Your hotel in Delhi and Agra should be able to arrange a day tour for you. In both this case and in Agra I would recommend you get the private car and tour guide. Again, after lunch there will be a stop at some store where you'll get a short lecture on the product (in Agra, soapstone carvings and in Delhi probably Kashmiri rugs) followed by the opportunity to purchase items at a "special tourist rate". Especially in Delhi ask your colleagues on where to go shopping. The government stores will definitely give you more honest prices.
Another advantage of an hotel-arranged tour is that they have a record of who you're with, and it's in their interest to make sure you're safe and enjoy the tour. Get a list of the sites you're going to visit from the hotel and make sure you're taken to all of those. My driver and guide in Delhi were discussing whether to give us the abbreviated version when I responded in Hindi that I would prefer the full tour that I'd paid for (our family looked like your typical American tourists, but I grew up in India). The look on their faces was priceless, and once that was straight they were actually quite informative.
posted by Runes at 6:32 PM on July 18, 2010

A afternoon spent wandering around Edwin Lutyens/Herbert Baker's New Delhi will be time well spent. From India Gate to Rashtrapathi Bavan is a decent walk. Your firm may be able to arrange access to a lot of the grander buildings. The more domestic villas are an enchanting mix of European and Mughal classical styles.
posted by Dr.Pill at 1:41 PM on July 19, 2010

Response by poster: Thanks everybody - you've given me plenty of things to look forward to!
posted by koahiatamadl at 3:30 PM on July 22, 2010

Great recommendations on this thread.
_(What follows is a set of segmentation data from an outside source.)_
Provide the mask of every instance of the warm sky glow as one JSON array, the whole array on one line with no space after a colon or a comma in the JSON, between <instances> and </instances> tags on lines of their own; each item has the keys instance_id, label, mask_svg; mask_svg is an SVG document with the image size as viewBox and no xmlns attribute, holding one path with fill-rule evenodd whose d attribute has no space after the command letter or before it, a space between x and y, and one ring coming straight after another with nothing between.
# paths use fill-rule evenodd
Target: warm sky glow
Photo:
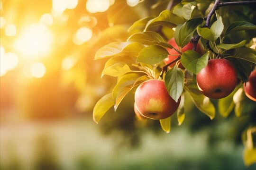
<instances>
[{"instance_id":1,"label":"warm sky glow","mask_svg":"<svg viewBox=\"0 0 256 170\"><path fill-rule=\"evenodd\" d=\"M106 11L110 4L109 0L88 0L86 9L91 13Z\"/></svg>"},{"instance_id":2,"label":"warm sky glow","mask_svg":"<svg viewBox=\"0 0 256 170\"><path fill-rule=\"evenodd\" d=\"M27 27L16 42L15 49L29 59L47 55L50 51L53 35L45 26L34 24Z\"/></svg>"},{"instance_id":3,"label":"warm sky glow","mask_svg":"<svg viewBox=\"0 0 256 170\"><path fill-rule=\"evenodd\" d=\"M42 77L45 76L46 71L46 67L40 62L34 63L30 67L30 73L35 78Z\"/></svg>"},{"instance_id":4,"label":"warm sky glow","mask_svg":"<svg viewBox=\"0 0 256 170\"><path fill-rule=\"evenodd\" d=\"M131 7L136 6L139 3L139 0L126 0L128 5Z\"/></svg>"},{"instance_id":5,"label":"warm sky glow","mask_svg":"<svg viewBox=\"0 0 256 170\"><path fill-rule=\"evenodd\" d=\"M53 16L50 14L45 14L40 18L40 24L45 24L46 26L51 26L53 25Z\"/></svg>"},{"instance_id":6,"label":"warm sky glow","mask_svg":"<svg viewBox=\"0 0 256 170\"><path fill-rule=\"evenodd\" d=\"M6 36L14 36L16 35L17 32L16 26L13 24L8 24L5 26L4 33Z\"/></svg>"},{"instance_id":7,"label":"warm sky glow","mask_svg":"<svg viewBox=\"0 0 256 170\"><path fill-rule=\"evenodd\" d=\"M69 70L75 64L76 60L73 56L68 56L62 60L61 67L65 70Z\"/></svg>"},{"instance_id":8,"label":"warm sky glow","mask_svg":"<svg viewBox=\"0 0 256 170\"><path fill-rule=\"evenodd\" d=\"M6 23L6 20L3 17L0 17L0 28L3 28Z\"/></svg>"}]
</instances>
A couple of more ideas in case you are looking for something slightly different (from culture):

- Bharatpur is an interesting bird sanctuary. A very long time ago, I had cycled from Bharatpur to Fatehpur Sikri (the capital that Akbar built and left) and back; I think it is about 12 kms one way. It may not be viable to do this on cycle any more in that part of India, but both are worth visiting and possible to do in a day.

- Sariska is an interesting tiger sanctuary very near Delhi (in Rajasthan)

- The Himalayan foothills are actually not too far from Delhi. I believe there are now roads all the way to Gomukh, the source of the river Ganges. It may be somewhat strenuous to try to do this in 3-4 days, but this may be worth looking into if you are a mountain person. The hike up to Tapovan - from Gangotri (on a clear morning) will get you a spectacular view of the Sivaling peaks. If you do choose to try something as crazy as that, keep in mind that Tapovan at an altitude of 14000+ fts ..

Have a great time in India!
posted by justlooking at 10:23 PM on July 27, 2010

The Himalayan foothills are actually not too far from Delhi. I believe there are now roads all the way to Gomukh, the source of the river Ganges. It may be somewhat strenuous to try to do this in 3-4 days, but this may be worth looking into if you are a mountain person.

Normally, I'd endorse this but right now it's the height of the monsoon in the North, and the last thing you want to do is go driving around the foothills at that time.

Unless, of course, your idea of a good time is being stranded waiting for landslides to clear, with little option of backtracking because 1) you'd have to reverse for miles as you can't turn around on the narrow roads and 2) you've got a convoy of buses & Tata trucks hemming you in from behind, anyway.

But Bharatpur is nice (the town itself, and Keoladeo National Park), along with Deeg & Alwar, both in the same area. I'd imagine they're all visitable in a day, returning from Agra, assuming you have a car & driver.